The medications that treat serious and systemic candidal infection are listed in the "Treating systemic candidiasis in the immunosuppressed" table, along with select nursing considerations, side effects, and potential drug interactions. Systemic candidiasis usually requires hospitalization for intravenous or intrathecal drug administration, constant monitoring of laboratory test results, and nursing assessments aimed at identifying adverse drug effects, treatment complications, and extension of the infection to other sites.
For treating systemic fungal infections, the gold standard is amphotericin B desoxycholate (Fungizone Intravenous).1,6,7 It's highly effective but very toxic, particularly to the kidneys. Patients may need to be premedicated with antipyretics, antihistamines, steroids, and/or antiemetic drugs to reduce side effects such as fever and rashes. Studies have shown that the newer, lipid-based formulations of the drug—such as amphotericin B lipid complex (Abelcet) or amphotericin B liposome (AmBisome)—are similarly effective but less toxic, and are used in patients who are refractory to amphotericin B desoxycholate, who have renal impairment, or in whom toxicity is a problem. Flucytosine (Ancobon) is also indicated for systemic fungal infection.

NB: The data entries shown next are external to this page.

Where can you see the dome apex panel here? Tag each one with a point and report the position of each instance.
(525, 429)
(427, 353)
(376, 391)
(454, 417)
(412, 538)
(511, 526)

Ms. Martin's ocular candidiasis was treated with oral fluconazole, which worked well at first. When the infection recurred, however, it no longer responded to the drug; her vision continued to deteriorate. Unfortunately, Ms. Martin's immune system was already too depressed to withstand treatment with the more potent amphotericin B. She eventually died of systemic candidal infection.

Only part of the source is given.